Arguments pertinents
1. Non-conformité aux règles de droit : La Cour a rappelé que le pourvoi en cassation doit viser à faire censurer une non-conformité de l'arrêt attaqué aux règles de droit, conformément à l'article 604 du nouveau Code de procédure civile.
2. Appréciation souveraine des faits : La Cour a souligné que le pourvoi ne soulevait que des griefs non fondés, tels que la violation de la loi et le défaut de réponse à conclusion, et qu'il ne faisait que remettre en discussion des éléments de fait et de preuve déjà souverainement appréciés par les juges du fond. Cela a conduit à la conclusion que le pourvoi ne pouvait être accueilli.

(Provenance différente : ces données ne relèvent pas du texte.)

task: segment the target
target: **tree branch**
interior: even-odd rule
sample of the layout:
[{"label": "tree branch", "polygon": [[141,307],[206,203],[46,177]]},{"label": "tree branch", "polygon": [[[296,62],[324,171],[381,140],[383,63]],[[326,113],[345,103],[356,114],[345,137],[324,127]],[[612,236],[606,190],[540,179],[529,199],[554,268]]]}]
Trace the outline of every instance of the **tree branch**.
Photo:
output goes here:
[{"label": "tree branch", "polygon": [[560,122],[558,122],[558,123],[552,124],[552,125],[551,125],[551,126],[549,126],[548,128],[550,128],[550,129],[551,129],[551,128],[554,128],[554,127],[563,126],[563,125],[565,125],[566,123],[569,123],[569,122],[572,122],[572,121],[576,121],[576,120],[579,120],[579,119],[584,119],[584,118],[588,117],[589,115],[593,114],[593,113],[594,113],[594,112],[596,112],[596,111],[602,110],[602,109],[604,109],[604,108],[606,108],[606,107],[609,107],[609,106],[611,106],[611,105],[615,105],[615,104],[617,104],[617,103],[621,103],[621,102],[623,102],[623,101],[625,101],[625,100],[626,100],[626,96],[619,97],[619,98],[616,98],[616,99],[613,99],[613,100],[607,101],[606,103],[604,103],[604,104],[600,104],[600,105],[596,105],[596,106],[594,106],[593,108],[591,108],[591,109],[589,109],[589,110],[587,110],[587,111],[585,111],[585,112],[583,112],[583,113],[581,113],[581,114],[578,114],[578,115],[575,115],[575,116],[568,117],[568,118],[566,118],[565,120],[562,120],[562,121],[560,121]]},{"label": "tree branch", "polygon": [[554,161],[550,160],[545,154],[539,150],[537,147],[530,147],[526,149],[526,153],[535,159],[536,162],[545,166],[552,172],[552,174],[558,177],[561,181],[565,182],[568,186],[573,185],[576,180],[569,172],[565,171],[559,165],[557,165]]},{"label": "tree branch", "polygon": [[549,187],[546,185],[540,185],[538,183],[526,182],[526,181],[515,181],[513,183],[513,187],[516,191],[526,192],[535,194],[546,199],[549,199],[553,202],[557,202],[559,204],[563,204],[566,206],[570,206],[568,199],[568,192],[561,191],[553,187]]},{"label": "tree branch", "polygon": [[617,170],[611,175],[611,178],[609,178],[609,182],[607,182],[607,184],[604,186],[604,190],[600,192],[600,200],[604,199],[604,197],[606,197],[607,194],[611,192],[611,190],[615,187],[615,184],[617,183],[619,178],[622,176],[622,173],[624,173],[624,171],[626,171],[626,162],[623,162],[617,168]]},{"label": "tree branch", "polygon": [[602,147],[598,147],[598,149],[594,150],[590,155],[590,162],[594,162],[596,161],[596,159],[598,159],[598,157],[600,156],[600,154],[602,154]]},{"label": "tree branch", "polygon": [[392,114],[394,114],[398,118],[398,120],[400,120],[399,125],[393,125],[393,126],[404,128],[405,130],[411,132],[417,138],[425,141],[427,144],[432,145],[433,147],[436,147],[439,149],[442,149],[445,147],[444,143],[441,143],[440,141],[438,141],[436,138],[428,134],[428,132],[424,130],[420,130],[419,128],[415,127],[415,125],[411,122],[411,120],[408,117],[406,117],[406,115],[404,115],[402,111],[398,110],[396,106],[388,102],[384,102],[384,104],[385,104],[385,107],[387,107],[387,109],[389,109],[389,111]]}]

> "le pourvoi ne tend qu'à remettre en discussion, devant la Cour de Cassation, les éléments de fait et de preuve qui ont été souverainement appréciés par les juges du fond."
Interprétations et citations légales
La décision s'appuie sur l'article 604 du nouveau Code de procédure civile, qui précise que le pourvoi en cassation a pour but de censurer la non-conformité d'un arrêt aux règles de droit. Cet article est fondamental pour comprendre le cadre dans lequel la Cour de Cassation opère, car il détermine les limites de son intervention.
- Code de procédure civile - Article 604 : "Le pourvoi en cassation tend à faire censurer la non-conformité de l'arrêt qu'il attaque aux règles de droit."
La Cour a donc interprété cet article comme une restriction à son pouvoir d'examen, limitant son rôle à la vérification de la conformité des décisions aux règles de droit, plutôt qu'à une réévaluation des faits. Cela souligne l'importance de la séparation des compétences entre les juges du fond et la Cour de Cassation, ainsi que le respect de l'autorité de la chose jugée.
En conclusion, la décision de la Cour de Cassation illustre son rôle de garant de l'application du droit, tout en respectant les appréciations des juges du fond sur les faits, et en limitant son intervention aux questions de droit.